Fifty-Year Peace Treaty

For the 421 BC "fifty-year peace" between Athens and Sparta, see Peace of Nicias.
The Byzantine-Iranian frontier in the Caucasus and Asia Minor at the time of Justinian's death in 565.

The Treaty of Dara, also known as the Fifty-Year Peace, was a peace treaty concluded between the Byzantine (Eastern Roman) and Sassanid (Iranian) empires at the frontier town of Dara in what is now southern Turkey in 562. The treaty, negotiated by Peter the Patrician for the Byzantine emperor Justinian I and Izadgushasp for the Sassanid king Khosrau I ended the 20-year-long war over the Caucasian kingdom of Lazica.[1]
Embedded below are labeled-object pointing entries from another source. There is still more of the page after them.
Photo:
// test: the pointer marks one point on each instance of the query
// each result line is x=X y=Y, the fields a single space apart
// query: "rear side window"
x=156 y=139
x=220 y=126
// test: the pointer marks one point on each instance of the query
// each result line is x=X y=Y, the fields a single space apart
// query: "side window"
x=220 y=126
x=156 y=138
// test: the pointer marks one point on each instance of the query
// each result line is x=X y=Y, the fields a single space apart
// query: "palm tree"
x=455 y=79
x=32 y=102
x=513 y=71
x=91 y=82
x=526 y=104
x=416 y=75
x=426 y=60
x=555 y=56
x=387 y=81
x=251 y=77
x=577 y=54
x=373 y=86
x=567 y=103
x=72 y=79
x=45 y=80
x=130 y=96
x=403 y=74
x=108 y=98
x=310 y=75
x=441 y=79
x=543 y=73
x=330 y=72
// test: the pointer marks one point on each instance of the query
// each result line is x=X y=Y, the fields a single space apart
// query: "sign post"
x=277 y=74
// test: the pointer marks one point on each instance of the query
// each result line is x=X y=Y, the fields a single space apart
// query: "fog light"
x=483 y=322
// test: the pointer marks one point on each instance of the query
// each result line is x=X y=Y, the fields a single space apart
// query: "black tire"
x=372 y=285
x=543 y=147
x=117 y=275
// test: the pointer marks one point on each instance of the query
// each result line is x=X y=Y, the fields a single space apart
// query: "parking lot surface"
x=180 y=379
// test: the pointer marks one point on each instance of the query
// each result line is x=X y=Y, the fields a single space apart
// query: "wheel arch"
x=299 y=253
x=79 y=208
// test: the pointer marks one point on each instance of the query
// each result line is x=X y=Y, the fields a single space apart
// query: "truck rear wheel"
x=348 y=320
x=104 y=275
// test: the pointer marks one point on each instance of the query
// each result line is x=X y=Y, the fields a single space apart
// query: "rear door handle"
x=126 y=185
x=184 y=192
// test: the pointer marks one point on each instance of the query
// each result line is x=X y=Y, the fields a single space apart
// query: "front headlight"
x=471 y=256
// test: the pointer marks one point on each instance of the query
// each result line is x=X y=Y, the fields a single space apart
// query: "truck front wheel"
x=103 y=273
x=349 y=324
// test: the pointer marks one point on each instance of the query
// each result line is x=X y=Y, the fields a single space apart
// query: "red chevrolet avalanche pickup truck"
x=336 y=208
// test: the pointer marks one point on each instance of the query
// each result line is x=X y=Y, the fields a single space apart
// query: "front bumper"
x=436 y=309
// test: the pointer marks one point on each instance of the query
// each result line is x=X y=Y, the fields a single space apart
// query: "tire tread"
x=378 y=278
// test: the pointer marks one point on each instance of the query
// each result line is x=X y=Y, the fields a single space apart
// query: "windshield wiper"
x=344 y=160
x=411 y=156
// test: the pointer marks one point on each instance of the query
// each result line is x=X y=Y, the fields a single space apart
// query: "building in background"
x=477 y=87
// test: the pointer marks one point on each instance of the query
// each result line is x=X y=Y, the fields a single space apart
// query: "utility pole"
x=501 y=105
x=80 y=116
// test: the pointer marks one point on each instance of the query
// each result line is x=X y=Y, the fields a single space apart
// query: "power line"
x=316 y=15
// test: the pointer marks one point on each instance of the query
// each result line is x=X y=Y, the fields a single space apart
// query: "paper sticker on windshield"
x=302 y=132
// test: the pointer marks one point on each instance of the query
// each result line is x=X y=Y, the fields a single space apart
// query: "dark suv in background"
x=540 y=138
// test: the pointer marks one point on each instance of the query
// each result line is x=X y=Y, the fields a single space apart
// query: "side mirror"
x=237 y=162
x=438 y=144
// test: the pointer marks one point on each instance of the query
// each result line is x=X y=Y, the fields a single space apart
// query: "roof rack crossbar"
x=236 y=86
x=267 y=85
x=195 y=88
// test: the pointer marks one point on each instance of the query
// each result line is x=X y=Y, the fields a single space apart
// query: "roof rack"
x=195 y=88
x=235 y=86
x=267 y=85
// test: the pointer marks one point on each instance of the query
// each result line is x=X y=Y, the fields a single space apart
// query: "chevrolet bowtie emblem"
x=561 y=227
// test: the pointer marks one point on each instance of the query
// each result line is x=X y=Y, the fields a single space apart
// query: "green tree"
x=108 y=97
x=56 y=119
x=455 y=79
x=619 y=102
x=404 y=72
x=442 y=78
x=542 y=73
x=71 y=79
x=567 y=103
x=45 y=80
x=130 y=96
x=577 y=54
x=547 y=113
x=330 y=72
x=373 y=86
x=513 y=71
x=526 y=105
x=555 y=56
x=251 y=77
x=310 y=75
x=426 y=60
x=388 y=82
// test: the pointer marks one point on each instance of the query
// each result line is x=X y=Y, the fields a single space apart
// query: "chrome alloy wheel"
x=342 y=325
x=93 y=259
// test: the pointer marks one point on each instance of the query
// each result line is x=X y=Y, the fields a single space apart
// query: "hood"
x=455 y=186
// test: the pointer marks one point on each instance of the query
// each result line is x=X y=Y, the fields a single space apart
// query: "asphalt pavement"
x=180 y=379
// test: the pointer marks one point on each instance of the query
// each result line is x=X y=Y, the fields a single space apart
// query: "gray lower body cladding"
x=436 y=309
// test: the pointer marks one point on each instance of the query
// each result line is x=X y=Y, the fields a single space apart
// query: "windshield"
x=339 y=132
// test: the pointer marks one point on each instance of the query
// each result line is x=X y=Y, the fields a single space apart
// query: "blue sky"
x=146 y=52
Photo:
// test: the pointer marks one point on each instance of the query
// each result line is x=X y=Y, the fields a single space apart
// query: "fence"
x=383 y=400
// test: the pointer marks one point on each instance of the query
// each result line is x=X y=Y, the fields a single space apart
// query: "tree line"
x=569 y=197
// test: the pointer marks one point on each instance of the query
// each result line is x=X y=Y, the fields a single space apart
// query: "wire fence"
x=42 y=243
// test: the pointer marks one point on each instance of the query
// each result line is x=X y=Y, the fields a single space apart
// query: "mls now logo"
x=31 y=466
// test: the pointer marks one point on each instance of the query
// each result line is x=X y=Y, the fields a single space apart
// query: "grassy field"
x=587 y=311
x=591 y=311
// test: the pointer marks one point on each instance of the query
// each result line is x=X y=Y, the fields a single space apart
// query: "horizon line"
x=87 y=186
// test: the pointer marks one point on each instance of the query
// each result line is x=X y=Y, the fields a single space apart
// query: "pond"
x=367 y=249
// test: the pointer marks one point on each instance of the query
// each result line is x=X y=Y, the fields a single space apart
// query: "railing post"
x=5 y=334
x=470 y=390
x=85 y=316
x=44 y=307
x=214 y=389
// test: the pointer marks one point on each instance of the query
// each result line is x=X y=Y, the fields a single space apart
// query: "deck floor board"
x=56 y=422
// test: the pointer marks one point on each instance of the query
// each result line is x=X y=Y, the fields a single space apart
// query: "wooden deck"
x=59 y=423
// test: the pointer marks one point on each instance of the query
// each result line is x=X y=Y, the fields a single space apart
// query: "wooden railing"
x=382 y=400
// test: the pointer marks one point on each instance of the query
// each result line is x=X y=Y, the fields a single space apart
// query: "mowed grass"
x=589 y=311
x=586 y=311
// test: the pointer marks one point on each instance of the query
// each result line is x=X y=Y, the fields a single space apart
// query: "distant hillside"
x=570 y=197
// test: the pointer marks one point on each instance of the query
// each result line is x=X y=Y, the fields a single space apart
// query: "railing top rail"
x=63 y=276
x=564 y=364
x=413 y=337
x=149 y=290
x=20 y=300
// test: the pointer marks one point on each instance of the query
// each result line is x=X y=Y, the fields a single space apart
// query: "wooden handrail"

The Sassanids undertook to evacuate Lazica, but the status of the neighboring country of Suania was left unclear to become a future source of disagreement. The Sassanids were to receive an annual subsidy of 30,000 gold nomismata, with the first seven years payable immediately. The Christians in Iran were promised freedom of religion. The peace treaty was to last for 50 years, but it remained in effect only until 572, when the two empires went into another war.[1]

References

  1. 1 2 Evans, James Allan Stewart (2005). The Emperor Justinian and the Byzantine Empire. Greenwood Publishing Group. pp. 90, XXI. ISBN 0313325820.